The largest private accreditor, the Joint Commission, says they carry out unannounced inspections at least one time over the course of 39 months. If a facility has violations requiring further follow up, Joint Commission surveyors will return at a later date to see if the issues have been corrected. It’s worth noting that Joint Commission accreditation, dubbed ‘The Gold Seal,’ seems to be a near guarantee. Of the 4,018 hospitals listed on Joint Commission’s site, 99% have received The Gold Seal, including facilities that have a track record of patient safety violations and are known to personal injury attorneys and families in the local communities in which these hospitals serve. A 2002 Chicago Tribune investigative report revealed one Chicago area hospital was responsible for grave patient safety errors and yet still received the Gold Seal from The Joint Commission.
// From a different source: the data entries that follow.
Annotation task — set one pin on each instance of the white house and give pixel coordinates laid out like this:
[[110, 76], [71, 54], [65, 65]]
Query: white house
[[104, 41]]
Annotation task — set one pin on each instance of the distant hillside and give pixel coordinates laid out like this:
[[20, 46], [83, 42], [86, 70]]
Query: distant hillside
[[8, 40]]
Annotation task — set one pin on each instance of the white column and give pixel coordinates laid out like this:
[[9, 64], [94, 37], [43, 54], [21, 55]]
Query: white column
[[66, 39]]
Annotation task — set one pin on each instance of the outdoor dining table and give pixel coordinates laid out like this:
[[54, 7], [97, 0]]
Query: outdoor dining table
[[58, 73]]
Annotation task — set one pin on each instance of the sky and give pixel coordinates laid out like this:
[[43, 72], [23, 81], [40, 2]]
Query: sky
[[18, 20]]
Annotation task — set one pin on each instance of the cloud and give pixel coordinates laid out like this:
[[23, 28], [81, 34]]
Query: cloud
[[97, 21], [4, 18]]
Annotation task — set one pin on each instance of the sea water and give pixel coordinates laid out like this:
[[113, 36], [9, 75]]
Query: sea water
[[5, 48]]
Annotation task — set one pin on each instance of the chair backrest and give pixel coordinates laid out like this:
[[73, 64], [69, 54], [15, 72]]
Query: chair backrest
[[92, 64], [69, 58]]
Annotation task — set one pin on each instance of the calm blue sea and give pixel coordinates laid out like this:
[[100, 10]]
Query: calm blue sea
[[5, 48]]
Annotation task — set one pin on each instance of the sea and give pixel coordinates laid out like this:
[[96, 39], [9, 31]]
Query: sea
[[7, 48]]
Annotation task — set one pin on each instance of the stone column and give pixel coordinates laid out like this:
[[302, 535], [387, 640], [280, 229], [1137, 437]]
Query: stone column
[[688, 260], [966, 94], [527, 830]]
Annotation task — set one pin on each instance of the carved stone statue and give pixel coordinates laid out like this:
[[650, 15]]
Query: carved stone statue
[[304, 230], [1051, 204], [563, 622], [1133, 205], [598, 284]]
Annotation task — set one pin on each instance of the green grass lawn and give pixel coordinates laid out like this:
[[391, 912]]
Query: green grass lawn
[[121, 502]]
More Information: Helpful or a Hindrance?
A patient safety executive from the American Hospital Association argues that making such data public could potentially backfire. Any mention of a patient safety error has the potential to scare prospective patients from seeking care at that hospital, even if the reality is that the facility is far superior than nearby competitors. However, many Americans would be relieved to have access to information related to their health care provider and feel that as recipients of their tax dollars, hospitals have an obligation to make this information public.
It remains to be seen whether or not CMS will be successful in requiring hospital survey data to become public record. Making nursing home data public has helped countless families make informed decisions about which facility they believe can provide the best care for their loved ones. We believe making hospital data public will have the same benefit for millions of patients across the country.